Now that cannabis is legal in Nevada and the laws on possession have changed significantly as of the beginning of this year, it only makes sense that those who were convicted under previous law should be able to have their records cleared. Assemblyman William McCurdy has introduced a bill that aims to do that – at least to an extent. Although some support it, others claim it is unnecessary and some say the bill doesn’t quite go far enough.
“This is to help low-level drug offenders have this removed or vacated,” said freshman Assemblyman William McCurdy, D-Las Vegas, to the Assembly Committee on Corrections, Parole and Probation on Tuesday morning.
Assembly Bill 259 would make anyone convicted of marijuana possession that is no longer considered a crime (current laws make possession of an ounce or less of flower and an eighth or less of concentrates perfectly lawful) eligible to have their records “vacated” – which means the offense would no longer show as a conviction on their criminal record. However, court proceedings, arrests and other information pertaining to the case that is currently public record would remain public unless the individual went on to have their record sealed.
This last part is where some people are saying it doesn’t go far enough – they would rather see the bill rewritten so that it makes them eligible to have their record sealed, rather than simply vacated, this way there is nothing more to do beyond that. If a record is only vacated, some may not realize that they have to file to have it sealed separately and could still end up running into issues down the road. For now, the bill’s wording remains the same, although it does have potential to change before being voted on.
“We had some of the strictest marijuana laws until these last five years,” Adler said. “And it was up to discretion, if you got busted somewhere like Elko, they’d throw you out with the full penalty of the law.”
Those who are in opposition to the bill are saying that it is unnecessary because anyone arrested in recent years was likely given a citation, rather than arrest, a court appearance and/or jail. But this law is to help all residents of Nevada who have possession related convictions, as Assemblyman Will Adler pointed out when reminding people that up until 2009 marijuana possession of any amount was a felony offense and prior to 1997 it had a minimum mandatory sentence of up to 15 years in jail.
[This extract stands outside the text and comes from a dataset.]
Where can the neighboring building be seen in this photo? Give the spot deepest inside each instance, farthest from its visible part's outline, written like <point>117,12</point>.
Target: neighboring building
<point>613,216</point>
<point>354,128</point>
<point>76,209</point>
Not only will this bill help hundreds (if not thousands) of people who have been arrested for possession over the many decades of prohibition, but it would also help those who were unlucky enough to get caught recently in a place where officers rarely used the discretion to ticket a possession offense in place of arrest. It does not, however, offer any promise to those who were convicted of possessing more than the current legal amounts, or those who were arrested for selling cannabis – but the majority of people hurt by prohibition could absolutely benefit from this bill passing.